Disarmare le parole, le menti, la terra

di:

congdon

Il filo rosso che lega gli interventi dei relatori al Convegno[1] di un bollente fine giugno è Disarmare le parole, le menti, la terra, espressione di papa Francesco contenuta nella lettera[2] da lui indirizzata al direttore del Corriere della Sera.

Resistere alla cultura della guerra nel tempo del riarmo

A sessantadue anni dall’enciclica Pacem in terris e a 110 dalla nascita di Thomas Merton, il monaco trappista, paladino della pace, “resistere alla cultura della guerra” è oggi più che mai necessario, dice Carlo Cefaloni[3].

Una bandiera dell’Europa fatta a pezzi, comparsa sulla copertina del penultimo numero del periodico Città Nuova è la risposta alle parole di papa Francesco, a cui si aggiungono quelle allarmate e allarmanti di un funzionario della Comunità europea che, in un’intervista rilasciata sotto copertura, parla di “delirio militare” e di “deriva verso la guerra” da parte del Parlamento Europeo.

La Russia è percepita come “nemico esistenziale” e per questo l’Unione Europea approva investimenti miliardari sul riarmo e spinge le singole nazioni a destinare il 5% del PIL alle spese militari. Una follia, soprattutto per i paesi già fortemente indebitati come l’Italia, che dovranno stornarle dalle politiche sociali.

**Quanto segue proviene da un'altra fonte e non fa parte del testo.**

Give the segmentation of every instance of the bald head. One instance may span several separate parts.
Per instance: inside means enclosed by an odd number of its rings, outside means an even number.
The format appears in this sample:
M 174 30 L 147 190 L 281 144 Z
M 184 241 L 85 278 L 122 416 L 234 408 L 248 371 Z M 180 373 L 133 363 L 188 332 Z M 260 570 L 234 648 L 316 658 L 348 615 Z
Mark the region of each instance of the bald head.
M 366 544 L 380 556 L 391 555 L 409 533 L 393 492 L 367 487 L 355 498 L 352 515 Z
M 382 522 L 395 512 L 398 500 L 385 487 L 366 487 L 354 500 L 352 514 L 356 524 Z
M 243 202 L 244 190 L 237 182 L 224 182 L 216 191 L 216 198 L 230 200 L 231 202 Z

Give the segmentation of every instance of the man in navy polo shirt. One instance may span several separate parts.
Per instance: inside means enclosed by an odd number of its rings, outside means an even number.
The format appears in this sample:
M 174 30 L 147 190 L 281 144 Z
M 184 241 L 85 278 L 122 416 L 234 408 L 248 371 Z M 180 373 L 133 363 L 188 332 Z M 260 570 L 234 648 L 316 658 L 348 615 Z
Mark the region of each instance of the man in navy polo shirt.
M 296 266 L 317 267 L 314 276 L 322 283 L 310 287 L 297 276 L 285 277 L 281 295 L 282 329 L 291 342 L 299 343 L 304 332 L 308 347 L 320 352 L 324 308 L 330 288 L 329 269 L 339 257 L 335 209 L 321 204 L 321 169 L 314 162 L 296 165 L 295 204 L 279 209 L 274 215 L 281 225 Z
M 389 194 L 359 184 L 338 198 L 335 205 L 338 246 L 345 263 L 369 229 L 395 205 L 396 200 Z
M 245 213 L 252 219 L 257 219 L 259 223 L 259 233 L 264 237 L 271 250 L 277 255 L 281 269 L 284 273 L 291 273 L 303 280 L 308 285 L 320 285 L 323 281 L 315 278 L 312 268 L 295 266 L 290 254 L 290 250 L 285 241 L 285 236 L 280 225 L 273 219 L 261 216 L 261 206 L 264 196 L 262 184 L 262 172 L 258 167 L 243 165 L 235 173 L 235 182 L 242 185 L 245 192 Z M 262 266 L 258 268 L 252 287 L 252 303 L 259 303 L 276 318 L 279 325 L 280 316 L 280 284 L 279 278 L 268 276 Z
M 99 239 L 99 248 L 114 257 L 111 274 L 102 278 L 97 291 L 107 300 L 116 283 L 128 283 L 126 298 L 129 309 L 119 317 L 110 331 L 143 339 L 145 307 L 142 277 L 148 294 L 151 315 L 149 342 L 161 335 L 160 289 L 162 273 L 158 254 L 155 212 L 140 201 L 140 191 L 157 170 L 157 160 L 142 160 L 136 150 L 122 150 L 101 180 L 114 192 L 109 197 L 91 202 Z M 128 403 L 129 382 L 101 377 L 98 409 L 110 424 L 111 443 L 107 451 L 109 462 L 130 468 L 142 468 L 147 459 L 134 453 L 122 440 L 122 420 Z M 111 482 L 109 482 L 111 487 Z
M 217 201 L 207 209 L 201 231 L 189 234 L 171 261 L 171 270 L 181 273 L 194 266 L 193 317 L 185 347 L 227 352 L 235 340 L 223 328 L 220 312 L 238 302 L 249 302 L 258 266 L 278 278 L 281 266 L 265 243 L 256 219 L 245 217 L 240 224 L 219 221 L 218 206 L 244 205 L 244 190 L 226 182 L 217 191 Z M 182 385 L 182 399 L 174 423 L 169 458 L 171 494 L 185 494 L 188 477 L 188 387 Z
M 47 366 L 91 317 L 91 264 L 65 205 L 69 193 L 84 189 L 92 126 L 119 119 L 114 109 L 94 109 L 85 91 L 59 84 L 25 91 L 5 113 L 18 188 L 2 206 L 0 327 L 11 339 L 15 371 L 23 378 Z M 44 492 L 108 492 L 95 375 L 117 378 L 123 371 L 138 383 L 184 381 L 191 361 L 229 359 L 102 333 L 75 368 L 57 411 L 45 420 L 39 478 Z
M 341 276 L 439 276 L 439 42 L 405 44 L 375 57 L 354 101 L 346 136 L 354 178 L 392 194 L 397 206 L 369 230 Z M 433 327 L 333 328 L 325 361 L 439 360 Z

Nella società, fra molti esponenti della politica e della chiesa, l’aria che si respira è del periodo precedente la Prima guerra mondiale. Del tutto dimenticati sembrano gli sforzi di uomini come Lelio Basso, che nel 1975 diede vita ad una piattaforma per la sicurezza condivisa, o come Aldo Moro che, da “cristiano non mai appagato della realtà”, alla Conferenza di Helsinki dello stesso anno, parlò di sicurezza e di cooperazione.

L’opzione “Helsinki 2”[4] come alternativa alla NATO, sostenuta dalle voci più lucide del panorama internazionale, è stata vanificata da quel “se vuoi la pace, prepara la guerra” della premier Meloni al Vertice dell’Aja del 25 giugno scorso.

In questo clima da propaganda interventista prebellica, ritorna ad aleggiare l’idea della “guerra giusta” e “giustificata”, contro cui, sulla linea della guerra inutile strage[5] di Benedetto XV, si è pronunciato con parole non ambigue papa Francesco.

Ma la retorica attuale abitua le coscienze a pensare che il sangue versato “è servito a ricomporre l’unità”, che si deve decidere “per che cosa morire e uccidere” e che le morti in guerra sono state il presupposto della pace[6]. Come era giustificata la guerra contro l’invasore Hitler, allo stesso modo bisogna essere pronti contro Putin. Il complesso militare esistente spinge ad “obbedire all’autorità” e uccidere si può se lo si fa senza odio.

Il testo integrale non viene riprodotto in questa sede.